Porque é que o recomendo: Na minha perspetiva, este é um romance lindamente escrito e, ao mesmo tempo, rigoroso do ponto de vista clínico e científico. Não romantiza nem patologiza – mostra.
Ajuda-te a:
compreender melhor os conflitos internos de quem vive a homossexualidade num contexto que ainda pode ser hostil
ganhar empatia e linguagem para falar deste tema com respeito
perceber que, por trás de qualquer identidade sexual, existem sempre histórias, medos, necessidades de pertença e desejo de ser amado
É um livro que enriquece qualquer adulto e adolescente – independentemente da orientação sexual. Ao acompanharmos estas personagens, também nos confrontamos com as nossas próprias crenças sobre amor, masculinidade, intimidade e liberdade.
3. “Ligados” – compreender a vinculação e reconhecer os teus padrões nas relações

Cada vez mais pessoas me pedem referências para compreender melhor o vasto campo da psicologia da vinculação: por que motivo escolhemos determinadas pessoas, porque repetimos padrões, porque os mesmos medos regressam em relações diferentes.
O livro “Ligados” (de Amir Levine & Rachel Heller, no original “Attached”) é uma excelente porta de entrada para este tema.
Não é um livro “simpático” no sentido de ser leve – é denso e, por vezes, desafiante.
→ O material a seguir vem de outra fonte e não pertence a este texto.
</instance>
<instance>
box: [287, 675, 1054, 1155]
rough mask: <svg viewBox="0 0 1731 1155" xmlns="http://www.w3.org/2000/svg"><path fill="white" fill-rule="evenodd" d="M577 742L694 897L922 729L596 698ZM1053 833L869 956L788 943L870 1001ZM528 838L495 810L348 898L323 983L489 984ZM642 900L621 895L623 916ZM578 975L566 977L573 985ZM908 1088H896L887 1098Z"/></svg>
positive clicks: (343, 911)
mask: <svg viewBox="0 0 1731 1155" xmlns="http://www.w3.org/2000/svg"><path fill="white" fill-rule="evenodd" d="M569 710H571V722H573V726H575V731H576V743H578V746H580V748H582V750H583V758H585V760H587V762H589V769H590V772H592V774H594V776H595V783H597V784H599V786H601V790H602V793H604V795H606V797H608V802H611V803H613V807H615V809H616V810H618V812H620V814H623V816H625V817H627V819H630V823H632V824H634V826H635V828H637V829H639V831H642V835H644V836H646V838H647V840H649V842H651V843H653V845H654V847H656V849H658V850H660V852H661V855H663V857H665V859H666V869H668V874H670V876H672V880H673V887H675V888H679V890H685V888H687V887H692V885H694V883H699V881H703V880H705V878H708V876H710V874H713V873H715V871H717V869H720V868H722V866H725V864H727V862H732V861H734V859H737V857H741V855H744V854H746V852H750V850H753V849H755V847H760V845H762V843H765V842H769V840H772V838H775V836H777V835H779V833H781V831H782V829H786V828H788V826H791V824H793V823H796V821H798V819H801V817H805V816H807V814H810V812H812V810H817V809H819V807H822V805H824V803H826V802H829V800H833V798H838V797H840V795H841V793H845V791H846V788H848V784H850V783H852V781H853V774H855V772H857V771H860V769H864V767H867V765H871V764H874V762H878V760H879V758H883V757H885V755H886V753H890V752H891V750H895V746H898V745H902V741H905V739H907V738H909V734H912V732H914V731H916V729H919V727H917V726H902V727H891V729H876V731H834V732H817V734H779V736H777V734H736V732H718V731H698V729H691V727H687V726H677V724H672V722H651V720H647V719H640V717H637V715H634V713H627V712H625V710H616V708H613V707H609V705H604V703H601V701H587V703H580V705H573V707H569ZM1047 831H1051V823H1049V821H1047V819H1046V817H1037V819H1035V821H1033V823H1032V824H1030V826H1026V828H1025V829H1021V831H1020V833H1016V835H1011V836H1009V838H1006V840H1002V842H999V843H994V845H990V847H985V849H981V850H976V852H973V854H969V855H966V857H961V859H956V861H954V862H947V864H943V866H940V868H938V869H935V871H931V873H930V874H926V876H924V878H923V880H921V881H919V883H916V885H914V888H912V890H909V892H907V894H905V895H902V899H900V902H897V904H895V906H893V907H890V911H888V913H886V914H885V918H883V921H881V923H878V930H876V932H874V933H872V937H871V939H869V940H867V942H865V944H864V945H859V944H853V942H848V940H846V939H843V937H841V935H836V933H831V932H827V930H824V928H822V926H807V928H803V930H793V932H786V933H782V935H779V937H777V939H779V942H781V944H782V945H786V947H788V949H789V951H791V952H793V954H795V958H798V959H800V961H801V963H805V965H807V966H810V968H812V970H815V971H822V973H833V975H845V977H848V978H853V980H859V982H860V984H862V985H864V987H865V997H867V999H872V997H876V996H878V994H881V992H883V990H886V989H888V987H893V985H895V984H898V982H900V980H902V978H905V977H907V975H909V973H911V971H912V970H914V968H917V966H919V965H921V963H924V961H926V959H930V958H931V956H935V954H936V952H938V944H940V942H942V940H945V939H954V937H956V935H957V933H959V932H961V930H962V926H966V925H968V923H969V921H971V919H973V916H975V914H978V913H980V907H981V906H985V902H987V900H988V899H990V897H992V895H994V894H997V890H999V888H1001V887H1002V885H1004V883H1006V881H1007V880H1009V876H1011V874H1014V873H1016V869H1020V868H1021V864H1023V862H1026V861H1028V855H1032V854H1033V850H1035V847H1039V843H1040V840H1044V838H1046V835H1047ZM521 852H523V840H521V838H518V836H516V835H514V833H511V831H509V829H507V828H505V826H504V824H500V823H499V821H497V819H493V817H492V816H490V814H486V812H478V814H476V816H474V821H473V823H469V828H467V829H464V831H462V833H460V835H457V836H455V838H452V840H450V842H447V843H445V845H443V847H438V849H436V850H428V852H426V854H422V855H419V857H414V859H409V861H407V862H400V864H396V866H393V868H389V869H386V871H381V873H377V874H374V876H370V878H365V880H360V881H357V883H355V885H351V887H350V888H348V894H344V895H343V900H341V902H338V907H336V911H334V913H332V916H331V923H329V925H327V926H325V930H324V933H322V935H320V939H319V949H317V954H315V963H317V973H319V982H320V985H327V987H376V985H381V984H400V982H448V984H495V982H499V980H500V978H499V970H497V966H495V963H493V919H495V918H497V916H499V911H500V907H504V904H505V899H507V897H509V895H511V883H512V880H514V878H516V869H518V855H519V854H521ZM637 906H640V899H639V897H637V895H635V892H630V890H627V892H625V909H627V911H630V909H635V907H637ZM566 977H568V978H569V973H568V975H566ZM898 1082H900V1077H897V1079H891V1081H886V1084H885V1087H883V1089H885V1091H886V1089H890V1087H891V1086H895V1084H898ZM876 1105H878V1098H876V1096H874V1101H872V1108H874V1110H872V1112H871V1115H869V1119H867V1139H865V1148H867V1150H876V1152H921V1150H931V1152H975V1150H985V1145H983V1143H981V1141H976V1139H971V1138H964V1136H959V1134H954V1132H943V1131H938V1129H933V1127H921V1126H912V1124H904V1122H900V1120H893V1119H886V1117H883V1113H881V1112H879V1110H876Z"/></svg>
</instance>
Mas é extremamente útil porque:
apresenta de forma clara os principais estilos de vinculação (seguro, ansioso, evitante)
mostra como estes estilos se formam e se expressam nas relações adultas
ajuda-te a identificar o teu próprio padrão e o das pessoas com quem te relacionas
Para além da explicação teórica, traz exemplos práticos e sugestões de como:
reconhecer dinâmicas que alimentam insegurança, perseguição, fuga ou dependência
escolher melhor as relações em que te envolves
nutrir, pouco a pouco, relações mais seguras – que é aquilo de que todos precisamos
Porque é que o recomendo: Numa época em que tanto se fala de “red flags” e “relações tóxicas”, este livro vai mais fundo: em vez de te dizer apenas o que evitar, ajuda-te a entender como te ligas e o que podes fazer, na prática, para criar vínculos mais regulados e seguros.
É um livro que não lês apenas com a cabeça; lês também com o corpo, lembrando-te de relações passadas, padrões antigos e momentos em que te sentiste demasiado ou não suficiente.
Como aproveitar estas leituras de forma terapêutica
Ler sobre relações, história, homossexualidade e vinculação não substitui terapia – mas pode complementar muito bem o teu processo interno.
Algumas formas de tirares mais partido destas leituras:
sublinhar passagens que te mexem por dentro
escrever breves reflexões sobre personagens ou situações que te lembram a tua vida
levar para terapia frases, cenas ou ideias que te tenham tocado (ou incomodado)
observar que emoções surgem: identificação, resistência, tristeza, esperança, raiva, alívio
Muitas vezes, é num parágrafo de um romance ou num exemplo clínico que, de repente, te reconheces como nunca tinhas conseguido antes.
Se ao ler sobre estas histórias e conceitos sentes que algo desperta – uma dor antiga, uma relação que ainda não fechaste, uma parte de ti que nunca foi bem acolhida – isso pode ser um convite.
Um convite para, em vez de continuares sozinho/a nesta reflexão, trazeres estas questões para um espaço terapêutico seguro, onde possas:
organizar a tua história
compreender os teus padrões
construir relações mais honestas e seguras, contigo e com os outros
Até lá, talvez um destes livros possa ser o início de uma conversa importante entre ti e ti.